GORDON BROWN, the Chancellor of the Exchequer, yesterday called for a new international standard of best practice to govern banks dealings with hedge funds. He said a new standard would address the "fundamental" problems with the level of transparency and disclosure provided by such funds.

International banking regulators are already drawing up a code of practise to encourage greater transparency and disclosure. But in a statement to parliament on last week's G7 communique on the international financial system, Mr Brown went further than his G7 counterparts.

He urged the Basle Committee on Banking Supervision to examine the capital adequacy rules which govern banks' dealings with hedge funds. "An agreed international standard of best practise would act as a benchmark both for financial institutions and their regulators," he said.
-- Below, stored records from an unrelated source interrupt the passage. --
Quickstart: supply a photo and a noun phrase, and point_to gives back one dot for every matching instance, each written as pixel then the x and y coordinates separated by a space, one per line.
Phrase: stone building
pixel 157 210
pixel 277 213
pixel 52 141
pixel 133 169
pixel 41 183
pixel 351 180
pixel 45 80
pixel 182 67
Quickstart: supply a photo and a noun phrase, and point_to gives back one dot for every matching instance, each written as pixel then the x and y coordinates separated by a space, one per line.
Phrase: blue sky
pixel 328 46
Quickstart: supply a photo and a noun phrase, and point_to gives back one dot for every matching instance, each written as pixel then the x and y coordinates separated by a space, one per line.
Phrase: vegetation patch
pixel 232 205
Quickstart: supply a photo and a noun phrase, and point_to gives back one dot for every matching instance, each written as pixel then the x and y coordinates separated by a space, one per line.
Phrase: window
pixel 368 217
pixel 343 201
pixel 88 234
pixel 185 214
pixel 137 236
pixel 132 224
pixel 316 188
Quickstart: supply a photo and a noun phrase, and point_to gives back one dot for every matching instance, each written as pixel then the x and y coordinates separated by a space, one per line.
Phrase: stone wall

"Britain also believes that as part of the review of capital adequacy rules, the Basle committee needs to examine the appropriate treatment of banks' exposure to hedge funds so there is proper recognition of the risks that are involved."

Treasury sources said Mr Brown has already written to the Basle committee asking it to draw up tough rules on transparency and disclosure of hedge funds.

But since many funds are registered in off-shore centres outside regulators' reach, it may be more fruitful to establish new rules on how banks deal with the funds.

The comments follow the near collapse of US hedge fund Long Term Capital Management which caused a meltdown in financial markets.

Mr Brown said that since LTCM was based in the Cayman Islands, a British overseas territory, the G7's plans to encourage offshore centres to comply with internationally agreed standards were particularly pertinent to Britain.

The chancellor's comments follow a call last Friday by Howard Davies, the head of the Financial Services Authority, for banks to be required to set aside larger amounts of capital to cover lending to hedge funds.

The government is due to publish a report later this month which will recommend tighter regulation of business in Jersey, Guernsey and the Isle of Man. But the report is expected to recommend that companies registered in these centres can keep their holding structures secret.